2. Our Google Education Email is set up with a filter system and we only allow the email to go to our student and teacher's domains. This allows for a layer of security for this reporting process with emails. Students can access their Google Documents easily. Hopefully, we will see Apple and Google playing more nicely so that we can edit those documents more effectively. Currently, I am under the impression that you can only edit the spreadsheets. Even that editing is limited to pretty much data entry.
3. Furthermore, there are some apps that we are going to be able to more fully utilize because of this email installation and our overall use of Google Education Apps. gFlashPro (Direct Itunes Link) is a very good example. We can input data into apps like this from our student accounts. Jeremy Brueck did a nice review of gFlashPro for IEAR.org already. Check it out here.
While flash cards are not the end all be all of education, and some would argue they are a waste of time, I do think there is a lot of value with technology initiatives that enhance other initiatives. Students can create their own flash cards with their Google accounts. Teachers could create a review list and share them out for all the students. There are lots of possibilities here.
The limit on using these types of apps is often the creativity in which you see some possibilities. I could see students using this app as tool for presenting and or speech making with their notes visible. Additionally, these flash cards could be talking points in a discussion that the teachers would like the students to go through in some sequence. The flash cards could represent the steps in a math equation or the steps in a science experiment. There are numerous creative ways to use this application beyond rote memorization activities. Delivering key information to the students via gFlash, Google Education Apps, and an inexpensive mobile learning device can make a large impact in a classroom in a very subtle fashion.
The steps for creating a gFlash card link with Google is easy. 1. Create a Google Spreadsheet like the following example: http://spreadsheets.google.com/pub?key=tpn91z4DFFJxpkkSUSKU6wA&output=html.

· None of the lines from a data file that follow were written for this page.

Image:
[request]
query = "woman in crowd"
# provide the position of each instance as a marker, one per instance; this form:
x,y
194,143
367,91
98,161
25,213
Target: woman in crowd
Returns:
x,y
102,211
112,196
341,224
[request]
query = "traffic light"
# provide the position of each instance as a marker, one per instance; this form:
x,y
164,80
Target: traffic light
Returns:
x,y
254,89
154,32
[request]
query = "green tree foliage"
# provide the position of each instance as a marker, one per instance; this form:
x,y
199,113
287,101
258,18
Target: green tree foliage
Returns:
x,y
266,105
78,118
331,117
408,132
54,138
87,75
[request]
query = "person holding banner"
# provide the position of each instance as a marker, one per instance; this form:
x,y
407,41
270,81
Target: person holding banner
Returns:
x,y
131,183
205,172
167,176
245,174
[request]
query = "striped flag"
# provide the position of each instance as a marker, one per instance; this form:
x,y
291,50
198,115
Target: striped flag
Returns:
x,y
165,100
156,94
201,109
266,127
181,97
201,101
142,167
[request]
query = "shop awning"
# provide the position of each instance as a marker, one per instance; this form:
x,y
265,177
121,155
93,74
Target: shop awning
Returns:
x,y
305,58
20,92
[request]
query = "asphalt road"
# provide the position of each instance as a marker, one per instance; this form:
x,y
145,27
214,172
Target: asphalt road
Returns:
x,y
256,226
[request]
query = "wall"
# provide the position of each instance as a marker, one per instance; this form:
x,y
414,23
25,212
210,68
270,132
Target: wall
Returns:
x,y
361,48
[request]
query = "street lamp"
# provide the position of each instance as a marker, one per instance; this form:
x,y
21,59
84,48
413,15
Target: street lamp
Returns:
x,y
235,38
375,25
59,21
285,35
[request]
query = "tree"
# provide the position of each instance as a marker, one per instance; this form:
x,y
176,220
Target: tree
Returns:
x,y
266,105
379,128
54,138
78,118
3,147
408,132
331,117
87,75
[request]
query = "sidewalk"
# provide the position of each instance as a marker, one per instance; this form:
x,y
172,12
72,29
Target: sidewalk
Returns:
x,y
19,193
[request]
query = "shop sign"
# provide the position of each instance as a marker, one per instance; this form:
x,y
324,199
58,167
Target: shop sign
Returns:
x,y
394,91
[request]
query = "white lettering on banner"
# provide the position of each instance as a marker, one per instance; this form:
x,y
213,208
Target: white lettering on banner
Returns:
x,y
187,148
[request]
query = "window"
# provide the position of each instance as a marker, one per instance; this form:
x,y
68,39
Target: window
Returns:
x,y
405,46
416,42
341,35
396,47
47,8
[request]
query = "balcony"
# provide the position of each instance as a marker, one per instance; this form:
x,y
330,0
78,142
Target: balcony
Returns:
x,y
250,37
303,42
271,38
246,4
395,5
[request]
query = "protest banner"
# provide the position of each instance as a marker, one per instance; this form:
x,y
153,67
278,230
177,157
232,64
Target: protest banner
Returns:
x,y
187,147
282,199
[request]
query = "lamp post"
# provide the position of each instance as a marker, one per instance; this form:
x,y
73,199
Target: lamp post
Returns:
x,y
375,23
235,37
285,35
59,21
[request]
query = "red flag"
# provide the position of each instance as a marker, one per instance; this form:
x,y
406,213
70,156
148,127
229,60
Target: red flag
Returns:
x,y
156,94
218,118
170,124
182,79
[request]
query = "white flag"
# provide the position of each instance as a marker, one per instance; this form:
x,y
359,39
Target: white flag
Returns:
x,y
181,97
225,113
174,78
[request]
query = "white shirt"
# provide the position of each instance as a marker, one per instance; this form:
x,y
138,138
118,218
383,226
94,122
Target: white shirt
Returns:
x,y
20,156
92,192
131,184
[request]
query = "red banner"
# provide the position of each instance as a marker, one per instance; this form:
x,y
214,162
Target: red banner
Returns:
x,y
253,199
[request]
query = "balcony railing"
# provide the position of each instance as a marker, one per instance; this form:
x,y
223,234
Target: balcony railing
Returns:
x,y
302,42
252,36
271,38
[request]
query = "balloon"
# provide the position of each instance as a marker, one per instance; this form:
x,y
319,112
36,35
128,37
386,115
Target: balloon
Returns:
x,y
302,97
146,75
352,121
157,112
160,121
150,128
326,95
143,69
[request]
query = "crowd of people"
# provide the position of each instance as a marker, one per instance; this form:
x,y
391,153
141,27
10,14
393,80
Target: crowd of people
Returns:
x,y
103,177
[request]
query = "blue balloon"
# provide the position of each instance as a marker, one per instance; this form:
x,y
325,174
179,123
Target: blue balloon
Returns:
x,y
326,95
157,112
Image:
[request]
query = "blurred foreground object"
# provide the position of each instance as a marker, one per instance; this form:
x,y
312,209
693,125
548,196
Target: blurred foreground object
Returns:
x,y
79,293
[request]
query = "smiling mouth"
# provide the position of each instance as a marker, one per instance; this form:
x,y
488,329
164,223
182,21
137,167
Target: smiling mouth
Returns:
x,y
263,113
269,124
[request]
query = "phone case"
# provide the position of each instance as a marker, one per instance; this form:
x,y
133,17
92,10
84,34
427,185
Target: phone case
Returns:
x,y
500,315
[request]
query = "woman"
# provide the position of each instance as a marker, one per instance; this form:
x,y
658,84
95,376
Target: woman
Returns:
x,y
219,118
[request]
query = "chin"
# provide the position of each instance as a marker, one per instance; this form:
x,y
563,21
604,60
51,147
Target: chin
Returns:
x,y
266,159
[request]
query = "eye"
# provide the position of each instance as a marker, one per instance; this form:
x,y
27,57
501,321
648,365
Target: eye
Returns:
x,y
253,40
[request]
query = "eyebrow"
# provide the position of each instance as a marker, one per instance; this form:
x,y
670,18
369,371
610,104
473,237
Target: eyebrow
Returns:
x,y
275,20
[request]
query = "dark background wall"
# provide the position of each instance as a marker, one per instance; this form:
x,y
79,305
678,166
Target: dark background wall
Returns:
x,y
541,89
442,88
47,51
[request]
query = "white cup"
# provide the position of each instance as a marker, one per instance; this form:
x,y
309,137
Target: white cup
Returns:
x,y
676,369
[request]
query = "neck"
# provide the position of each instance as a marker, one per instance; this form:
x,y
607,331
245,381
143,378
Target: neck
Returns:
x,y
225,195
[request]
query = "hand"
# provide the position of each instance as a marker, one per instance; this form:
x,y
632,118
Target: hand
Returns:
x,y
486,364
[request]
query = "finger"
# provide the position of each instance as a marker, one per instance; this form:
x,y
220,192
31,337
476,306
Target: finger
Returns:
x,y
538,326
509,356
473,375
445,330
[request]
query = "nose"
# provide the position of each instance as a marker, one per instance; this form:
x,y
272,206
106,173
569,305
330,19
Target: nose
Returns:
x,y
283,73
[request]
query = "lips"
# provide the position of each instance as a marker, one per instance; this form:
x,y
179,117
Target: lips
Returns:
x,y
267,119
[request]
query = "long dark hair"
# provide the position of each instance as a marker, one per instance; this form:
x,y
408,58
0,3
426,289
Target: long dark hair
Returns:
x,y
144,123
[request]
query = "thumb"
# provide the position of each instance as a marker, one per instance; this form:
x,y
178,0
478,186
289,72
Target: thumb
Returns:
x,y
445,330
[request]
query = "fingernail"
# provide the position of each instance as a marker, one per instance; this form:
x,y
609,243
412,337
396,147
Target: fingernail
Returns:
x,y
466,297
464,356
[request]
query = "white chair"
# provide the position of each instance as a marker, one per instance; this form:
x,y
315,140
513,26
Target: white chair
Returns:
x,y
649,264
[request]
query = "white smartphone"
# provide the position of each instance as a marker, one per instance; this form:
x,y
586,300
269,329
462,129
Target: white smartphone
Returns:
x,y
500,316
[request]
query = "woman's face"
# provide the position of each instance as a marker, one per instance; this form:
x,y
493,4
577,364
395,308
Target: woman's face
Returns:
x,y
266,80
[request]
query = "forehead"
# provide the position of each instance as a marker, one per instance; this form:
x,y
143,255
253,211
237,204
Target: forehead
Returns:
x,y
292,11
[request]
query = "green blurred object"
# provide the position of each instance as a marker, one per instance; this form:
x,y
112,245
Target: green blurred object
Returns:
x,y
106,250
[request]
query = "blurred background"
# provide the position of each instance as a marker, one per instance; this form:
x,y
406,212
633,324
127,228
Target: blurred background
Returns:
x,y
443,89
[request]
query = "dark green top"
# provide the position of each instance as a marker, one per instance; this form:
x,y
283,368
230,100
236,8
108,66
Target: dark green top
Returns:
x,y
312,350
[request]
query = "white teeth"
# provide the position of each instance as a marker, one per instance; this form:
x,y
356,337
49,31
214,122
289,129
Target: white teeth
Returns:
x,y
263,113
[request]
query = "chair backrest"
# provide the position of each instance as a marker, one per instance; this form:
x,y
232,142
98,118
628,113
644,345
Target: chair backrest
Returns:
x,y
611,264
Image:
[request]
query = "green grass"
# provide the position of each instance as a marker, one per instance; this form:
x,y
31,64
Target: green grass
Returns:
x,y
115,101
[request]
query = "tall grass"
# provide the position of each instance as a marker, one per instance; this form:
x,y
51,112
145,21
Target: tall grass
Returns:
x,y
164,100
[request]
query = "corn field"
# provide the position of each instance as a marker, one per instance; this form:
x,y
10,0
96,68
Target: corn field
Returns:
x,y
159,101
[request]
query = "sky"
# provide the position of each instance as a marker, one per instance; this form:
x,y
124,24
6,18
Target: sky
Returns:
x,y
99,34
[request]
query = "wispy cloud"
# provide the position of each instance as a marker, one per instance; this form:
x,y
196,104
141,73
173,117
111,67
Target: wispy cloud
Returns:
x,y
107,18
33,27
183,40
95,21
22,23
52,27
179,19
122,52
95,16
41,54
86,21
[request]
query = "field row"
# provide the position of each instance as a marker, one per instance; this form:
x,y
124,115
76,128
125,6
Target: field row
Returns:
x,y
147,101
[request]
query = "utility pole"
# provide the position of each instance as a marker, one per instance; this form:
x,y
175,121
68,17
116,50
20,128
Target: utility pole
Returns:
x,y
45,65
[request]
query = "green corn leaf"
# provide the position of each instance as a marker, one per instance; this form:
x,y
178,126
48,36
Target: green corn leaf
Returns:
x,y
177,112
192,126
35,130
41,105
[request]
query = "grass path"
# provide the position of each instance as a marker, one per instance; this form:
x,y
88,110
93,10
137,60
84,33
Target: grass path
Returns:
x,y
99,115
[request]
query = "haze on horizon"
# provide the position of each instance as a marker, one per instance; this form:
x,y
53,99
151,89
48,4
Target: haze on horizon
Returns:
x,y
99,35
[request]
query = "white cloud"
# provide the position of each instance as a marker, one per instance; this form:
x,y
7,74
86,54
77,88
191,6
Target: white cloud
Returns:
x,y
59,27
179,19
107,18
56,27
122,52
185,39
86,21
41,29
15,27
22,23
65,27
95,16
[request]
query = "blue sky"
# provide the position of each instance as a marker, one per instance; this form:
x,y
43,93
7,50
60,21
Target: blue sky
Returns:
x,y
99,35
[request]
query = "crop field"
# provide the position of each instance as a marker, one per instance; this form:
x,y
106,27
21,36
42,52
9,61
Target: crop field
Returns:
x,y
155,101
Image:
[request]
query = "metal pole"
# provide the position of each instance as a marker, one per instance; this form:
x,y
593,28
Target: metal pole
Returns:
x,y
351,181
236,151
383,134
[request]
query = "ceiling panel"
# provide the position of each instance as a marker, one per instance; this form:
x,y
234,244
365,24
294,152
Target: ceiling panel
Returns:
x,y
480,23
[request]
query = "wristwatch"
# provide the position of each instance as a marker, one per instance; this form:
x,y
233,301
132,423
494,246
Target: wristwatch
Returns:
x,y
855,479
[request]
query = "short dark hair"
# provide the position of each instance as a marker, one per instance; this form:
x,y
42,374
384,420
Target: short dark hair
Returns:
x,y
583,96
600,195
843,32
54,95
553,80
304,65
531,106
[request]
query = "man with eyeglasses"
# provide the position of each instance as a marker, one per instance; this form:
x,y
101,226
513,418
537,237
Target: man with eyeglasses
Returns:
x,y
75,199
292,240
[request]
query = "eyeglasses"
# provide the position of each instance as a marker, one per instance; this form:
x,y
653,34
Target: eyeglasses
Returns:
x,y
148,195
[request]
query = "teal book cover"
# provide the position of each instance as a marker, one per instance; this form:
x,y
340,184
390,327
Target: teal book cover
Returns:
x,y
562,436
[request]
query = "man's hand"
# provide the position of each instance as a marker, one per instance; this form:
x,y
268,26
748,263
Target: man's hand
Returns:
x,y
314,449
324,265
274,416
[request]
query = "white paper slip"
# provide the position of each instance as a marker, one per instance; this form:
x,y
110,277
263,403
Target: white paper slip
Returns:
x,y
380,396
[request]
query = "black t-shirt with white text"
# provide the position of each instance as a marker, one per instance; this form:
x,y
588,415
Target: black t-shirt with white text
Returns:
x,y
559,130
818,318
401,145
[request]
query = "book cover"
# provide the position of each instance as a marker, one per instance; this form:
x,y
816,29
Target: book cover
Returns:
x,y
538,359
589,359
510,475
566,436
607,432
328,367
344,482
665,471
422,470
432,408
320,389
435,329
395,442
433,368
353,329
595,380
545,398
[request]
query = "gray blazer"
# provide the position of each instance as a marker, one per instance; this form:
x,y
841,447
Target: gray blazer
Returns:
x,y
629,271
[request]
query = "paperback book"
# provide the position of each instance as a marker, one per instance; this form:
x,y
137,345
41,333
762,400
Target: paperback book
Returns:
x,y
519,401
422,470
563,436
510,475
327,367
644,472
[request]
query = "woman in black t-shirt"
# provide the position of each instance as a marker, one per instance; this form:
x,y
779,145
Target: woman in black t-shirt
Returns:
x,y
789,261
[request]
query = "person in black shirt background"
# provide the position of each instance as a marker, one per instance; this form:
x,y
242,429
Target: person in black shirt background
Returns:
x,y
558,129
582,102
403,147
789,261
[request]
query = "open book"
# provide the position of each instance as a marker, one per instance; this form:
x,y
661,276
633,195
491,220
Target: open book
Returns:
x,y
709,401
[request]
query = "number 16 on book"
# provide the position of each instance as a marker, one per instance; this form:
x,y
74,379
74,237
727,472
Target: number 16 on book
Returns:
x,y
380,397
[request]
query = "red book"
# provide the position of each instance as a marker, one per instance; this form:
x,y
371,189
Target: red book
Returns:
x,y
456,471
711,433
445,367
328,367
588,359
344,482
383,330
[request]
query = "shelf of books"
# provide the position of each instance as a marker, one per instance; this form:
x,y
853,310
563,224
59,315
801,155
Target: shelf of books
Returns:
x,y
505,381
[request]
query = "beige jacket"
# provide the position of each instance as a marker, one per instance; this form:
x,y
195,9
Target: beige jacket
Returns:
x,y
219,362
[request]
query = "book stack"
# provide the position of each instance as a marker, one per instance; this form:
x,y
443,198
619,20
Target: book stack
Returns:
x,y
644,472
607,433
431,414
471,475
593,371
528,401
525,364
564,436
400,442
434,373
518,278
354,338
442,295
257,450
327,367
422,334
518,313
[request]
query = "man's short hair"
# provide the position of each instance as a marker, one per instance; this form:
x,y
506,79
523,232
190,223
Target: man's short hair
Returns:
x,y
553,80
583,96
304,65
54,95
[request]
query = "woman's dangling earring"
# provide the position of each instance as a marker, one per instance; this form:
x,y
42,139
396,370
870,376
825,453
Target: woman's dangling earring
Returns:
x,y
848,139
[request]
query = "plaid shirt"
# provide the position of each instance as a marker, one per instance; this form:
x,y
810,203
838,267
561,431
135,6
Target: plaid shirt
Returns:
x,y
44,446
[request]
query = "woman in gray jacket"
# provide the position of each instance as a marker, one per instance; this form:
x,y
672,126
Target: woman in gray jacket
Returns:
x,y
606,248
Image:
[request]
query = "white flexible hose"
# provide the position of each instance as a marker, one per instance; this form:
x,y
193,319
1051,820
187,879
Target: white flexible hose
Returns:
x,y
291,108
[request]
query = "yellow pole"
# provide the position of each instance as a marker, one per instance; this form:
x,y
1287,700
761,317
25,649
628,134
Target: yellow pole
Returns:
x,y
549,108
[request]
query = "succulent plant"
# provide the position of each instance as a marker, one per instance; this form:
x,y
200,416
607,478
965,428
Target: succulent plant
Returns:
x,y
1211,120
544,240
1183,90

Make sure you only use 2 columns of information. The first column will be the top of the column and the second column is the bottom or back. Open gFlash, in the main menu, there is an option for "Get my Google Data". Enter your log in information and your spreadsheets will show. Choose your flash card spreadsheet from the list. One key feature to use for security sake, "choose clear my Google Login" after adding it to the library!
I look forward to finding more apps out there that can be mashed-up with our other initiatives. Any and all comments are greatly appreciated!